Banff Mountain Film Festival 2021 Award-Winning Films Announced

Banff Mountain Film Festival has just announced the 10 winners for this year’s event. The unique selection covers everything from thrilling polar expeditions to empathy across cultural divides. Here are the award-winners for 2021.

Banff Mountain Film Festival 2021 Best Film: The Rescue

Winner of the Banff Film Festival 2021: The Rescue

Directed by Jimmy Chin and Elizabeth Chai Vasarhelyi, The Rescue recounts the harrowing mission to save a Thai soccer team after monsoon flooding trapped them inside a cave for 16 days.

Watch the trailer for The Rescue.

Feature Film: Torn

Banff Film Festival 2021 Best Feature Film: Torn

Directed by Max Lowe, Torn is the heartbreaking account of the loss of Alex Lowe in 1999 to an avalanche on Shishapangma and its impact on the lives of his wife, small boys, and best friend, Conrad Anker. Notably, Alex’s eldest son, Max, is the filmmaker behind Torn.

Mountain Sports: The River Runner

banff film festival 2021 award winner: The River Runner

The River Runner, directed by Rush Sturges, documents iconic expedition kayaker Scott Lindgren’s 20-year commitment to paddle the four great rivers of Tibet’s Mount Kailash while battling a brain tumor and his own anger. Not only that — Lindgren’s trying to be the first person to run all four rivers.

Watch the trailer for The River Runner.

Exploration & Adventure: Exit the North Pole

Banff Film Festival 2021 award winner Exit the North Pole

Director Ole-André Lagmandokk follows the 3,000km polar expedition by eminent polar explorers Borge Ousland and Mike Horn in 2019. The pair sailed from Nome, Alaska across the Arctic Ocean till the pack ice stopped them. Then they skied the rest of the way, to the northern outlands of Norway. In the dark. Unsupported. We slated it as ExWeb’s top expedition of 2019.

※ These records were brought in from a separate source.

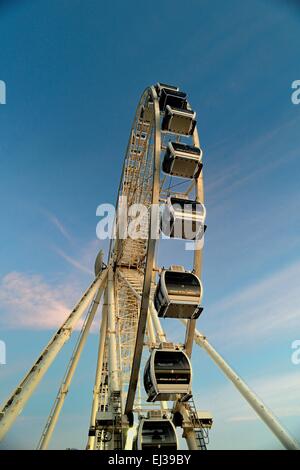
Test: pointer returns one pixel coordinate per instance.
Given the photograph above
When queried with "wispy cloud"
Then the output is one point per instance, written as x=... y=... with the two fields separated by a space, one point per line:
x=58 y=224
x=27 y=301
x=262 y=310
x=72 y=261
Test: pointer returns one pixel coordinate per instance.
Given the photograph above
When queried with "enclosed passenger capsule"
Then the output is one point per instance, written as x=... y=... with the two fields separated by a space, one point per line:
x=183 y=218
x=179 y=121
x=168 y=375
x=178 y=294
x=155 y=434
x=182 y=160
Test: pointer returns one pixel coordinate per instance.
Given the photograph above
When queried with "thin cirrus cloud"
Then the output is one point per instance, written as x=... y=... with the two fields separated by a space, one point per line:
x=260 y=311
x=27 y=301
x=54 y=220
x=72 y=261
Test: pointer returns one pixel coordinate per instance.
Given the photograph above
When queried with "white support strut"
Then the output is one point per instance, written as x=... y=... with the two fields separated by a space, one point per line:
x=99 y=370
x=14 y=405
x=64 y=389
x=254 y=401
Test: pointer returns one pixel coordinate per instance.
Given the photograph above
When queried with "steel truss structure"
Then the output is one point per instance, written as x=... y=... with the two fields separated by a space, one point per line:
x=125 y=288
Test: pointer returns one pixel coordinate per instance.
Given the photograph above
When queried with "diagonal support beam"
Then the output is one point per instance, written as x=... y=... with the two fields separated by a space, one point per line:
x=65 y=386
x=16 y=402
x=254 y=401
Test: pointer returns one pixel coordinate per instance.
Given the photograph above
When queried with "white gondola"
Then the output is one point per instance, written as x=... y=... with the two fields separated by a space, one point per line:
x=170 y=96
x=183 y=218
x=178 y=294
x=168 y=375
x=155 y=434
x=182 y=160
x=179 y=121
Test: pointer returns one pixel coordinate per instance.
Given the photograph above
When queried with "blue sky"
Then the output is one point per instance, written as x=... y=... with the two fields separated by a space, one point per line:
x=74 y=71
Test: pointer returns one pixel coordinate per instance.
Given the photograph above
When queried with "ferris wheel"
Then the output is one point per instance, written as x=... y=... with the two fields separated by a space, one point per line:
x=143 y=390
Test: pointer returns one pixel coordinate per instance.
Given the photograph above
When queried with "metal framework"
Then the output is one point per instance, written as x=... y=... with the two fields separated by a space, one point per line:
x=130 y=326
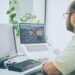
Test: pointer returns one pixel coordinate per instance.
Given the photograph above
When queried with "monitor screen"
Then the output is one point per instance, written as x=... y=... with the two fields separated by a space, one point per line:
x=32 y=33
x=7 y=42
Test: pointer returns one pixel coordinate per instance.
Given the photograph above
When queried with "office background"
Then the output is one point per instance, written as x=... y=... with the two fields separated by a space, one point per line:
x=55 y=22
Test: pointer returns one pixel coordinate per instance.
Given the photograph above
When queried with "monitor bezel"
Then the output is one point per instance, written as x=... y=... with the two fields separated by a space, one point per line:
x=33 y=25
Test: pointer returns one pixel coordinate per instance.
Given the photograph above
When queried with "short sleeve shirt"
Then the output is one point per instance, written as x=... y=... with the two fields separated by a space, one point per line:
x=65 y=62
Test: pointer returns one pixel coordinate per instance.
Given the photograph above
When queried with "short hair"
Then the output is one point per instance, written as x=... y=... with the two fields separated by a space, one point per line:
x=70 y=11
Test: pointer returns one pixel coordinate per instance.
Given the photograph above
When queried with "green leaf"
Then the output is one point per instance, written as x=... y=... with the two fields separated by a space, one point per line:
x=34 y=17
x=12 y=15
x=38 y=21
x=10 y=2
x=12 y=8
x=8 y=12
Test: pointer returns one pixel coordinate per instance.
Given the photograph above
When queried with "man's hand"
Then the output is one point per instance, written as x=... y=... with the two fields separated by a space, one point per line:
x=50 y=69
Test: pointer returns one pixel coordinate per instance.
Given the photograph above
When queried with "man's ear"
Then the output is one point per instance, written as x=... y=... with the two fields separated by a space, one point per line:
x=72 y=20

Stream Exit the North Pole on Vimeo.

Climbing: They/Them

Climbing movie They/Them

Lor Sabourin is an adept, young, and remarkably accomplished climbing guide in Arizona. And they are trans. The documentary focuses on Lor’s relationship with themself as they pour themselves into a climbing route at their upper limit.

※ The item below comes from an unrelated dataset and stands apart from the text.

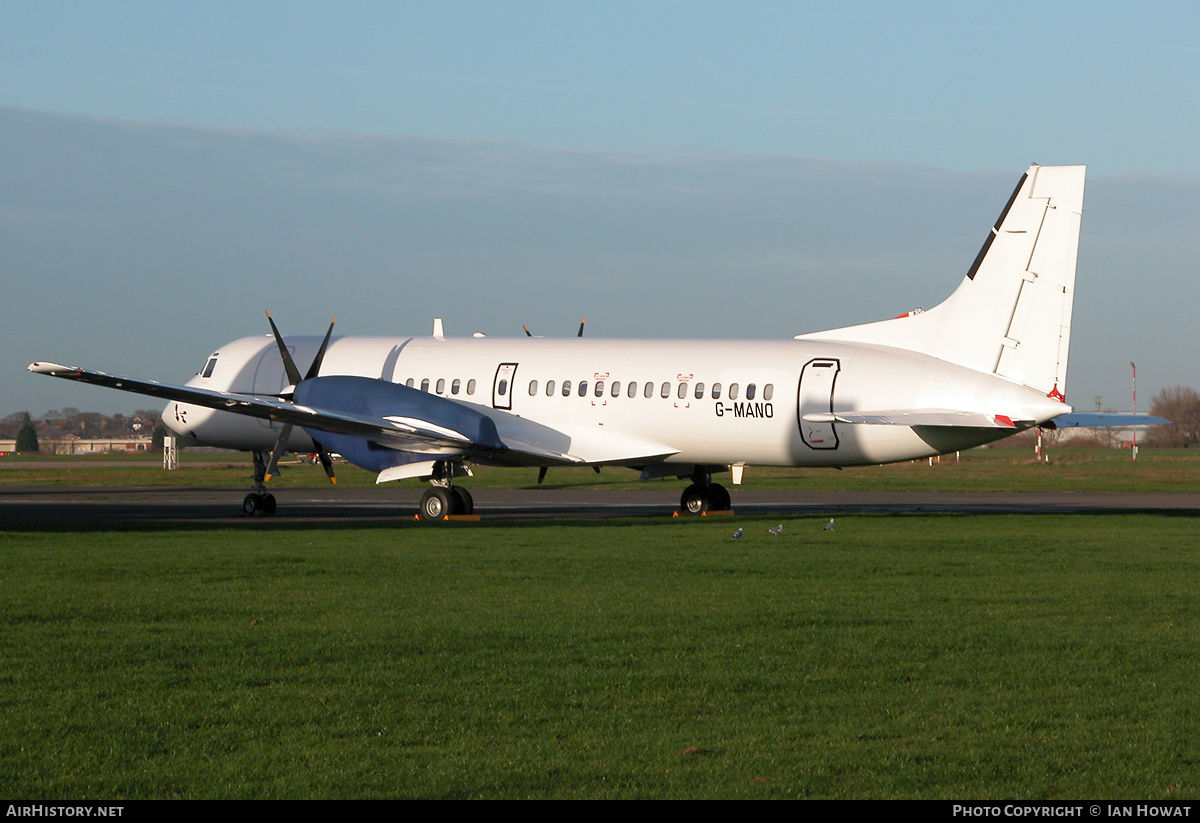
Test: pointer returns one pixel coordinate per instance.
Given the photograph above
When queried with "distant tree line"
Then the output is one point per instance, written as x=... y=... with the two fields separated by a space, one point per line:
x=1181 y=406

According to Banff Mountain Film Festival jury member Paul Pritchard,  They/Them is a “timely film [that] forces us to recognize gender diversity and the importance of being an ally in the climbing community.”

Watch the trailer for They/Them.

Mountain Culture: Horse Tamer

banff film festival award winner Horse Tamer. Still: Good People Productions

Photo: Good People Productions

Directed by Hamid Sardar, Horse Tamer accents the relationship between humans and their horses. The fictitious storyline plays out in the Central Asian grasslands, and baltic fringes of Siberia as nomadic communities fight to keep their horses stolen and sold to Russian slaughterhouses.

Watch the trailer for Horse Tamer.

Snow Sports: Learning to Drown

banff film festival award winner Learning to Drown

Directed by Ben Knight, Learning to Drown charts iconic female snowboarder Jess Kimura as she grapples with the tragic loss of her partner.

Watch the trailer for Learning to Drown.

Mountain Environment & Natural History: Tigre Gente

Tigre Gente film at Banff

Directed by Elizabeth Unger, Tigre Gente is a fictitious script that employees human empathy for other living creatures and encourages communication in the face of cultural differences. cultural divides. “With Unger’s clear direction, she masterfully drives the audience to experience the clash between environmental sustainability and centuries-old beliefs and customs,” reported jury member Suza Beraza.

Short Film: From My Window

banff film award for From My Window

Directed by Frank Pickell, From My Window is a 19-minute look into an ambitious young girl with cerebral palsy and a view of Colorado’s highest mountains.

Watch the trailer for From My Window  

Creative Excellence Award: Magnitude of All Things

banff film award for creative excellence

Directed by Jennifer Abbott, The Magnitude of All Things explores the many implications of climate change upon the human psyche. One Banff jury member describes the film as an “extraordinary approach to the Earth and human grief.”

Watch the trailer for The Magnitude of All Things.